Since the temporary detour of Abay, however, some in the Egyptian media and the power circles of Cairo have been negatively casting the GERD, a regional dam, and speculating on perceived conspiratorial motives of Ethiopia and other sinister shadowy co-conspirators including the governments
of Israel and the United States of America.
With clear ulterior motives, some in the media and a particular group of politicians have been amplifying the Egyptian narrative and ‘serving’ it with malice and contempt to the rest of the stakeholders of the Nile, especially Ethiopia. It is particularly jarring to be exposed to the unvarnished intent and reality of the inner thoughts of the power circles in Cairo without the benefit of the usual diplomatic filter or mask.
Some have keenly observed that the rerouting of Abay is being used as a diversionary tactic to redirect Egyptians away from the daily tumult of economic, political and social unrest that continues to reverberate throughout Egypt as an aftershock of the revolution.
Recently Egypt’s top court, the Supreme Constitutional Court, invalidated the laws that governed the only operating part of parliament and the assembly that was tasked with the new constitution.
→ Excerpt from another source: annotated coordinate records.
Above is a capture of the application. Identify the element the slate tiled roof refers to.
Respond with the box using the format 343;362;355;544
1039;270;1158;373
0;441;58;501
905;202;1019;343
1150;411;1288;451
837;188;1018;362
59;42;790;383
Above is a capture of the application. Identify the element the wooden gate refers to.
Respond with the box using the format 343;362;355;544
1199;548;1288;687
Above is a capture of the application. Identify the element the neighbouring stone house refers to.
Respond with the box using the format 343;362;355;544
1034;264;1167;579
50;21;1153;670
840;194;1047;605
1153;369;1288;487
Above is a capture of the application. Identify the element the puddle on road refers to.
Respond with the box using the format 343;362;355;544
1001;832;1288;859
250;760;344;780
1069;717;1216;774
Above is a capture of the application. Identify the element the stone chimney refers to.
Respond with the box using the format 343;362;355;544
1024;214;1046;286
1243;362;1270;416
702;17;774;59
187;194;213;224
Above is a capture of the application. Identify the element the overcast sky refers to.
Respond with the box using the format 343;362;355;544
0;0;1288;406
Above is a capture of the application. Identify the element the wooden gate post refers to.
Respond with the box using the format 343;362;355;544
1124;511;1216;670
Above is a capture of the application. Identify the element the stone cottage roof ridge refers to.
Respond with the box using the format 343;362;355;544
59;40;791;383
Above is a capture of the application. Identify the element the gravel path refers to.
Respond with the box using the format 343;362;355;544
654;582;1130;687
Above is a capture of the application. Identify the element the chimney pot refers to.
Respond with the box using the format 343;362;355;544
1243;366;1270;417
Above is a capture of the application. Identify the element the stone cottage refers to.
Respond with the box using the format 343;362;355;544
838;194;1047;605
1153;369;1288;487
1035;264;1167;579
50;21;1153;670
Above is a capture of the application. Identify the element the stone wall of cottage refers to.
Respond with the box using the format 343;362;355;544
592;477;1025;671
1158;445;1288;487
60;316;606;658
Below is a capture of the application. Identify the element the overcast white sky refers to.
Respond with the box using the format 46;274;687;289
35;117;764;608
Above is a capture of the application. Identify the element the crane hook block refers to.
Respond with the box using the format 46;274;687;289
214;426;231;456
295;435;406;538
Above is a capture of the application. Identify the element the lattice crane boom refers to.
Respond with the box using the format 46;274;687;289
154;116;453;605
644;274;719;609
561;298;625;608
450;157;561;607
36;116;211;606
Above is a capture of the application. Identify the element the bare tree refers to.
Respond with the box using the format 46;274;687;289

The lower house was similarly disbanded last year by the Constitutional Court. The rulings effectively diminished the legal standing of President Morsi and the new law makers at a time when many Egyptians are struggling to come to terms with the post-revolutionary let down and the sever economic distress that continues to plague the country.
Many Egyptians now feel that the post-Mubarak transition has been fraught with a democratic deficit and are openly challenging the government’s inability to effectively run the country in accordance to the ‘spirit of Tahrir’. Others observe that the core guiding principles and the views and policies of the current administration have been highly susceptible to the political muscle and sectarian views of the Freedom and Justice Party, the Muslim Brotherhood’s political arm.
It seems to me the series of serious political and economic setbacks that struck a blow to the party and government of President Morsi may be behind the recent ramping up of the rhetoric and hostile posturing against the brotherly people of Ethiopia and their individual and collective stake in their transformative signature undertaking – the Great Ethiopian Renaissance Dam. There are also indications that Egyptian leaders may have underestimated the strength and resilience of the institutions of the Federal Democratic Republic of Ethiopia in absorbing and withstanding
unanticipated shocks such as the untimely demise of the late Prime Minister, Meles Zenawi or the hostile Egyptian attempt to twist the arm of the Ethiopian people and their nation. However, the precedent setting interregnum period and the smooth transition that followed it have dispelled many long held myths and assumptions about the nature of the Ethiopian state and the ruling party. Despite such an undeniable reality, some still seem to have lingering doubts about the emergence of the People’s Democratic Republic of Ethiopia as a regional powerhouse and a stable anchor state.
In light of the current reality of the nation, some regional observers have dismissed the Egyptian elites’ recent utterances as an attempt to delay the inevitable and inconvenient reality of regional power shift and restructuring. Whatever the case, it is regrettable that Nile politics is being used as an excuse to deny the dignity and human and democratic rights of Egyptians and as a means of distracting the people of the Nile Basin from bringing in to reality the just, equitable and sustainable development initiatives of upstream nations.